Sunday MBA provides ideas on running better businesses and succeeding in the modern workplace, this week from MIT Sloan Management Review and Gregory Unruh, the Arison Group Endowed Professor at George Mason University in Fairfax, Va.
The scandal at FIFA, soccer’s international governing body and organizer of the World Cup, is a teaching moment for managers who want to root out corruption. News coverage has focused on the personalities of implicated individuals, but such a focus on personal morality muddles executives’ understanding of what corruption is.
Many managers can’t clearly define corruption. And if you can’t define something, you certainly can’t manage it when you encounter it. While many definitions focus on dishonest abuse of power or moral depravity, I prefer the precision of the engineer’s definition:
Any organized, interdependent system in which part of the system is not performing duties as originally intended to, or performing them in an improper way, to the detriment of the system’s original purpose.
The focus here is on a “system” in which a component is failing. So a bridge, for example, is an interdependent system of engineered beams and trusses that, when whole and complete, will sustain your car as you drive across the river. But if part of the bridge is corrupt — say a beam has rusted through — then part of the system can’t work as designed, and the bridge might collapse.
A business can be seen as an organized, interdependent system. Identifying corruption in such social systems is straightforward: When the parts work as designed, all stakeholders can get the maximum performance — and thus maximum social benefit — from them.
The “parts,” however, are not mechanical; they are human decision makers that have certain decision-making rights and duties. When decision makers exercise their duties responsibly, the system works as designed and society benefits. When they don’t, they undermine the performance of the system and the achievement of its social goals.
Corrupting other systems
The engineer’s perspective on corruption gives insight into the role of corporate social responsibility. Social systems are actually composed of systems within other systems. Take that bridge again. It is part of a much larger network of tunnels, highways, and toll roads that constitute a transportation system. When the system is whole, it ensures that people and products efficiently get to where they need to be.
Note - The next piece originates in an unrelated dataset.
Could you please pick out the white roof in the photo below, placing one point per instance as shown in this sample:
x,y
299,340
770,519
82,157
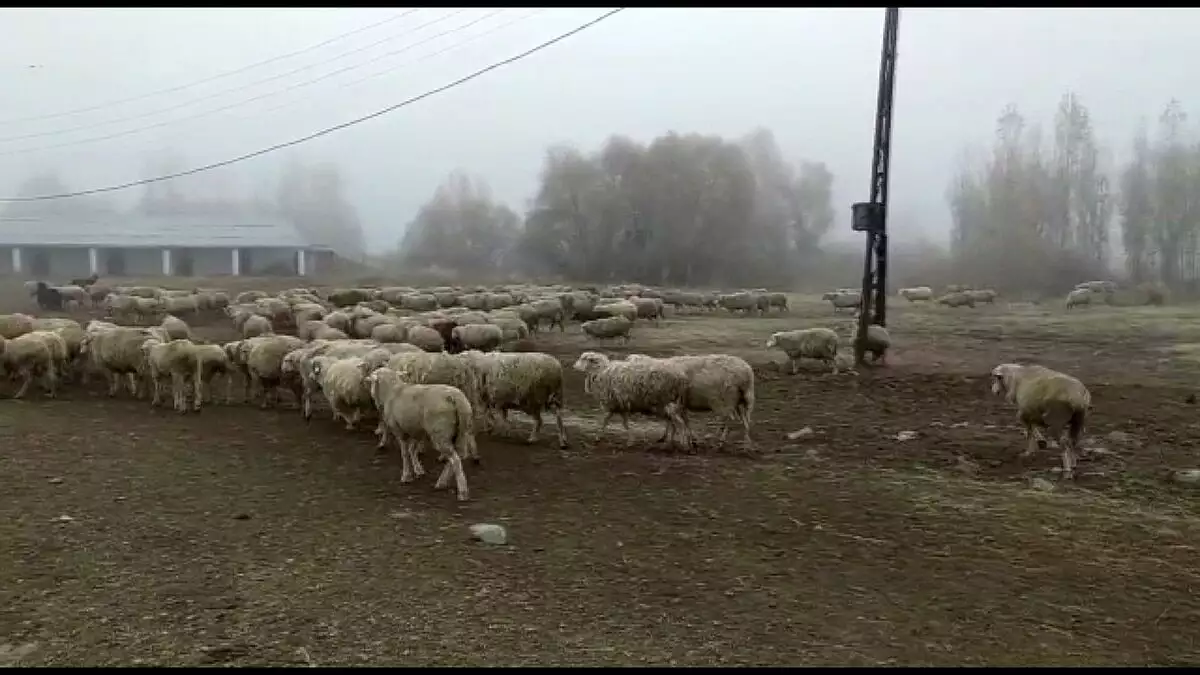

But when part of the system is corrupted, it lowers the performance of the whole and society suffers. Think of Bridgegate back in 2013, when in an act of political payback, New Jersey Governor Chris Christie’s staff closed two of the three eastbound lanes heading into New York on the George Washington Bridge. In this way, the corruption in one subsystem, the George Washington Bridge, spread to undermine the function of other social systems.
From this perspective then, we can understand corporate social responsibility and sustainability as ways of ensuring that corporate systems do not corrupt the larger social and environmental systems in which they are embedded.
FIFA also provides an example of this type of corruption. Brazil, which hosted last year’s World Cup, has high-strung soccer fans and high passions have led to stadium bloodshed, which in turn led Brazil to outlaw the sale of alcohol at soccer matches in an effort to reduce violence and enhance public safety.
But for FIFA and its sponsors — one of which is Budweiser — the ban was unacceptable. Brazilian politicians rolled over and lifted the ban. FIFA’s actions, in effect, corrupted the Brazilian political system in a way that served the interests of FIFA and its sponsors, but endangered the welfare of the Brazil’s citizens and sports fans.
FIFA’s demands and Brazilian politicians’ response were not illegal. But the pressures put on Brazilian lawmakers were an example of how business corruption is socially corrupting: FIFA’s demands reduced the ability of the Brazilian government to protect its citizens and impaired the social performance of the country’s institutions.
This is why corporate social responsibility and sustainability are vital perspectives for executives and global businesses. They force managers to consider the larger, systemic implications of how they pursue parochial, short-term goals. That does not guarantee they will act in the interests of the larger systems, but it does at least give them the mindset to do so.